Do you know what this is referring to? (I don't have the specs for PDF/UA-2)
Comment 10 Commit Notification 2025-01-22 09:12:34 UTC
Tomaž Vajngerl committed a patch related to this issue.
It has been pushed to "master":

https://git.libreoffice.org/core/commit/d23c5560c13fc10ef367ae1d3bbf6c790dde2a61

tdf#160196 add support for PDF/UA-2 and NS for struct. elem.

It will be available in 25.8.0.

The patch should be included in the daily builds available at
https://dev-builds.libreoffice.org/daily/ in the next 24-48 hours. More
information about daily builds can be found at:
https://wiki.documentfoundation.org/Testing_Daily_Builds

Affected users are encouraged to test the fix and report feedback.
Comment 11 peter.wyatt 2025-01-22 12:34:32 UTC
Hi Tomaz,
   Structure Destinations (SDs) are clause 12.3.2.3 of ISO 32000-2:2020 (no cost edition). They look like standard Destinations but reference a structure tree element rather than a page object. 

PDF/UA-2 is a licensed ISO publication so I cannot share or quote it as you know, but if you look at the PDF Association's free "Well-Tagged PDF" Specification (https://pdfa.org/wtpdf) and follow its guidance you will be 100% compliant to PDF/UA-2 in all aspects. Helpfully, the WTPDF clauses use the same numbers as PDF/UA-2 so just look at WTPDF clause 8.8 for SDs...

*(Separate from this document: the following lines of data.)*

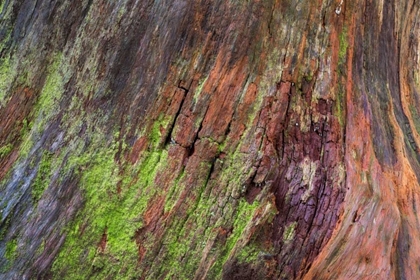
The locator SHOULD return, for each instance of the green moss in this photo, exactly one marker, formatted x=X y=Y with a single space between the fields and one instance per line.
x=343 y=46
x=248 y=254
x=244 y=214
x=109 y=211
x=5 y=150
x=289 y=232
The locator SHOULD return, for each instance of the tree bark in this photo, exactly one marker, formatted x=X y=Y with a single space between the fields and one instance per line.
x=209 y=139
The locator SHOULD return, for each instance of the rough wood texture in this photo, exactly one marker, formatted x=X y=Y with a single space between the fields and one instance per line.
x=207 y=139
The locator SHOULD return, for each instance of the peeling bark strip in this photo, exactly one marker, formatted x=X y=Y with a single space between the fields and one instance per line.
x=209 y=139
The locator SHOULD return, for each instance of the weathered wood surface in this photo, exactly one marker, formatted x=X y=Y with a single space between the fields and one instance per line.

BTW I did find other issues with my testing of LibreOffice-Dev concerning the combination of PDF/A-1 and PDF/UA-1. This is a very interesting combination as PDF/A-1 was written against Adobe PDF 1.4 while PDF/UA-1 was written against ISO 32000-1:2008 (PDF 1.7) - this means some PDF/UA requirements cannot be met with a PDF 1.4 feature set (e.g. the Tabs entry; certain structure elements; etc as they were all introduced from PDF 1.5 to PDF 1.7). PDF/A-2 and PDF/A-3 are both also written against ISO 32000-1:2008 so either of these will be OK. 

I'm seeking guidance and recommendations from our community of experts, but I think(!!) our recommendation will be PDF/UA-1 is only compatible with PDF/A-2 or PDF/A-3 and not PDF/A-1 - and that such dual-conforming files should always be marked as PDF 1.7 (unless you really want to write a lot of code to jump thro' hoops and work out precise versioning - which I would strongly recommend against). Technically PDF/A-1 is superseded by PDF/A-2 and PDF/A-3 and equivalent capable - there is NO technical reason to PDF/A-1 anymore. 

When there is a formal answer available I will post back here but for now please consider the above (i.e. don't allow PDF/A-1 and PDF/UA-1 combination - or force it to PDF/A-2 or PDF/A-3 whenever PDF/UA-1 is used). Similarly PDF/UA-1 cannot be used with PDF 2.0 files - that is what PDF/UA-2 is for.
Comment 12 Commit Notification 2025-01-22 14:33:46 UTC
Tomaž Vajngerl committed a patch related to this issue.
It has been pushed to "master":

https://git.libreoffice.org/core/commit/31b601d8fc2afa73fb0afd9c1d58ad488aa038cf

tdf#160196 add /AF entry to catalog, enable assoc. files in PDF/A-3

It will be available in 25.8.0.

The patch should be included in the daily builds available at
https://dev-builds.libreoffice.org/daily/ in the next 24-48 hours. More
information about daily builds can be found at:
https://wiki.documentfoundation.org/Testing_Daily_Builds

Affected users are encouraged to test the fix and report feedback.